You only have to read Nagel's famous "what is it like to be a bat?" to see what a severe problem of Nagel's this has always from the very beginning of his career. The descriptions of consciousness in that essay are amongst the most lucid descriptions ever commited to print. His last ditch attempt to provide a normative argument however, reprensents the very worst in pseudo-intellectual waffle.
Sadly the exact same is true here - the descriptions of existential crisis and ethical dilemma are the best you are likely to encounter, but Nagel does not seem to have the intellectual capacity to provide a coherent precise solution to any of the problems he outlines. But since so much of the text is this book is cloaked in dense, impenetrable sophistry, many will probably come away thinking he's actually put some kind of argument forward. Look very closely though, and you'll see that the most he ever commits to is an anti-physicalist, anti-utitliarian stance. Beyond that, i believe its almost impossible to pin Nagel down on anything.
This is a great shame because the object/subjective dichotomy is the 'fly in the ointment' for just about any philosophical position going. Unlike Nagel however, most philosophers either do not seem to be aware of this problem, or do not want to accept that the problem exists in the first place due to the disastrous consequences it can have on a philosophical project once consciously acknowledged.

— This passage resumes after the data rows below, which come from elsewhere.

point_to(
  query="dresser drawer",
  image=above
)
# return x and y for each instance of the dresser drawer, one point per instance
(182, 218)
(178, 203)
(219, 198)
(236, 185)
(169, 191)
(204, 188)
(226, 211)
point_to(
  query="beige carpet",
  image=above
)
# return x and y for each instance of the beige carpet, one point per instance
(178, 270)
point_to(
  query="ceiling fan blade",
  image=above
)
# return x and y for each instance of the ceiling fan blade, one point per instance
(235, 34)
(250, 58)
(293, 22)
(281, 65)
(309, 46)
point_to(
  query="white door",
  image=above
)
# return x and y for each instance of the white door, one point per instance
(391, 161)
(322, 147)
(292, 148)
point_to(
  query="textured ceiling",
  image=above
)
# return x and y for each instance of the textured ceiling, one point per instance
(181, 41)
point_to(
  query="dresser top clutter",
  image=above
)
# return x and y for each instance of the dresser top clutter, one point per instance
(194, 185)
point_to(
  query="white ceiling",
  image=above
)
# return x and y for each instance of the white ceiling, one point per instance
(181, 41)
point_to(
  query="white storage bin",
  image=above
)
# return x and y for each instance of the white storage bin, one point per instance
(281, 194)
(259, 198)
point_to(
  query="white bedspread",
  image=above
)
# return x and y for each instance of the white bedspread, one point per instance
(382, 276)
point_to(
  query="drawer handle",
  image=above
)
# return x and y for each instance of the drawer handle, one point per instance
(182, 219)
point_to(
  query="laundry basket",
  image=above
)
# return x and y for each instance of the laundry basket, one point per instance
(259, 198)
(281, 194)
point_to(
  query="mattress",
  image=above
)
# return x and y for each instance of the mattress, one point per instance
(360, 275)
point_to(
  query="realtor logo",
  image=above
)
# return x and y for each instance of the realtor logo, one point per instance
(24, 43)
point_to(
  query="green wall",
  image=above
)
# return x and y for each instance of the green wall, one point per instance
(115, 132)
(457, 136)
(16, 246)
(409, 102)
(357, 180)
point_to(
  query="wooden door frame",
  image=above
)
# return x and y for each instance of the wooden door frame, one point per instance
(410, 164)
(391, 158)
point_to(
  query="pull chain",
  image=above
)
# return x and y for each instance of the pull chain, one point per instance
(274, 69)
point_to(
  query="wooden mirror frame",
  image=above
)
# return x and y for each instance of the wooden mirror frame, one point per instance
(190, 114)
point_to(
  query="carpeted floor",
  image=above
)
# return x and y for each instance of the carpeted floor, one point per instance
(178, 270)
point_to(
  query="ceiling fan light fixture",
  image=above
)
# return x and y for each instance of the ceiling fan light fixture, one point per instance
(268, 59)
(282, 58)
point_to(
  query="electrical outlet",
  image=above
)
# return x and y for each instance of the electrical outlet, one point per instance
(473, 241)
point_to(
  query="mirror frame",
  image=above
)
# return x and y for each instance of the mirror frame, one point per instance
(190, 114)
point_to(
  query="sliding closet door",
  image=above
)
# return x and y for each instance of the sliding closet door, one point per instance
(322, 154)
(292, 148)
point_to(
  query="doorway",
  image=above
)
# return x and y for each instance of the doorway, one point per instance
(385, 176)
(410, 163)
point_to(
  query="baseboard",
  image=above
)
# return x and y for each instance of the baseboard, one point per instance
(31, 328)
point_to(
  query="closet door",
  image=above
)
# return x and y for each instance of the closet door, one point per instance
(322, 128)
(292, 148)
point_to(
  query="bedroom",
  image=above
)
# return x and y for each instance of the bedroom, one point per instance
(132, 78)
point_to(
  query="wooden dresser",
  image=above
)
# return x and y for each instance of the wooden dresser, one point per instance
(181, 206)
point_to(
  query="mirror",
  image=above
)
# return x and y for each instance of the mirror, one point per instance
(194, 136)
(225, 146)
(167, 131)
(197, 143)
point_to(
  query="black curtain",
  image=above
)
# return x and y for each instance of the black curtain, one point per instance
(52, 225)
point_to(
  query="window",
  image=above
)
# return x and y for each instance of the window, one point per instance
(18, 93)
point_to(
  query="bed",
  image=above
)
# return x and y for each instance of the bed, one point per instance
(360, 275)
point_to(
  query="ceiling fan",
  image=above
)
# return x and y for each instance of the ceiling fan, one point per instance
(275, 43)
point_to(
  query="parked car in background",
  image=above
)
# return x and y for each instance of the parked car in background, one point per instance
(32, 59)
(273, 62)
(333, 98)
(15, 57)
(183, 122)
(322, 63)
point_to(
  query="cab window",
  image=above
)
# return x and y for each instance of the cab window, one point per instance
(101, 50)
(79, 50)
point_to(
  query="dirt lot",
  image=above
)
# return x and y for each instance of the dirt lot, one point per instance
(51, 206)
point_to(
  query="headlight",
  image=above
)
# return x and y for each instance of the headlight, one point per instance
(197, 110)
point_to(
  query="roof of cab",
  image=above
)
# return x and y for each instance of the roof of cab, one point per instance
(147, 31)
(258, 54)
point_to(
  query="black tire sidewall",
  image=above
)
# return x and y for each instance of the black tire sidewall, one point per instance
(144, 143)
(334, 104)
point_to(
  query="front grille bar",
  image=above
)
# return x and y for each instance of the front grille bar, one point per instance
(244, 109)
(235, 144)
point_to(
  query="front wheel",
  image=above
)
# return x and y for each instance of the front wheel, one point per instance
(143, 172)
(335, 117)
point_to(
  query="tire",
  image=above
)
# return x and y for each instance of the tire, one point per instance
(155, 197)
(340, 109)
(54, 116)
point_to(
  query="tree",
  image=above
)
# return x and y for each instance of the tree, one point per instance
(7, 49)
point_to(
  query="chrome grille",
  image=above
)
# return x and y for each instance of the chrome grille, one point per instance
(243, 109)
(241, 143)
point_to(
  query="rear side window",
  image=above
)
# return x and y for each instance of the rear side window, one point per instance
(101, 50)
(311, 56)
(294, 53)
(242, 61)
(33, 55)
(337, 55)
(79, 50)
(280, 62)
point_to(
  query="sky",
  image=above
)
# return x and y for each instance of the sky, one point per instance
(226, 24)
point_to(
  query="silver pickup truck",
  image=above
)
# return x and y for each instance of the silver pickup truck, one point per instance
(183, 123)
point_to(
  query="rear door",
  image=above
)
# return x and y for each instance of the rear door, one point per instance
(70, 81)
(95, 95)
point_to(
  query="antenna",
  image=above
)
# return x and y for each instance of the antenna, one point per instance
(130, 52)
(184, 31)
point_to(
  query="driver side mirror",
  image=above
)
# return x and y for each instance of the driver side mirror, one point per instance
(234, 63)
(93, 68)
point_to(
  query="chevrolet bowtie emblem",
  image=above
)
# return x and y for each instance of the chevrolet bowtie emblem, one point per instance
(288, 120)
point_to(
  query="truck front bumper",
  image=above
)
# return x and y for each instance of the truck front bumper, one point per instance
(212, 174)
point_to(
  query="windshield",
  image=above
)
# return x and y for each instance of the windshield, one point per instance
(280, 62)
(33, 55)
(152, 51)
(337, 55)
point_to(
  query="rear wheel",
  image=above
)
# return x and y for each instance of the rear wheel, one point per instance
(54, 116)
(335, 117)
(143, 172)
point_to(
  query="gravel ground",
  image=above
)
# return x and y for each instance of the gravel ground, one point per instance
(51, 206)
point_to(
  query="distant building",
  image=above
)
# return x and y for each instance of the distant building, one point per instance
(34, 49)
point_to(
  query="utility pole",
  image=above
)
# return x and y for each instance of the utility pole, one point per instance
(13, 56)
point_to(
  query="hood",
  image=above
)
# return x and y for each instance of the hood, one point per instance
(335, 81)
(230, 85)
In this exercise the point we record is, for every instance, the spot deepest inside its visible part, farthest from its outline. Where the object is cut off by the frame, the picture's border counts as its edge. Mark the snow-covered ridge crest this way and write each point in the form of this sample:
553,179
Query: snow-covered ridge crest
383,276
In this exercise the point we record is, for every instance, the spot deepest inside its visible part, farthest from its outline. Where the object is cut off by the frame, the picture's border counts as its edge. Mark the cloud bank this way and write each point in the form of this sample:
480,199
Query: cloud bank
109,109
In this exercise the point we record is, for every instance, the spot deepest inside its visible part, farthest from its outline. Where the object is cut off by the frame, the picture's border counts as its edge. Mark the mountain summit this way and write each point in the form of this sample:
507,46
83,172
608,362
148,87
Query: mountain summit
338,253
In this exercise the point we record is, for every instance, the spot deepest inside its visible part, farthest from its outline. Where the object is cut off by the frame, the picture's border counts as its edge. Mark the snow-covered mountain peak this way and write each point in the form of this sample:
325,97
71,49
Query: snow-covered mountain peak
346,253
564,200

This is partly i think why the physicalist programme has proven so popular over the years. While we can never meaningfully define consciousness (the first person perspective) with third person tools, physicalists like Dennett at least provide a solution, the possiblity of philosophical and scientific progress.
While I believe Nagel's rather than Dennett's position has the weight of evidence and reason on its side, there is never any chance of such a position being popular when philosophers like Nagel throw their hands up in the air whenever pushed to provide an alternative method to the brute accumulation of 3rd person facts.
Until someone comes along and attempts to do this (and Nagel certainly isnt) we are stuck with the prevailing philosophical dogma: 'neural events are identical with mental states'. Which while empricially unverifable, at least offers some sort of beacon of hope for those who want to get to the bottom of consciousness.
While Nagel in this book has more than competently illustrated the inadaquacies of philosophical atomism, he has as yet i believe, managed to provide to a coherent alternative solution.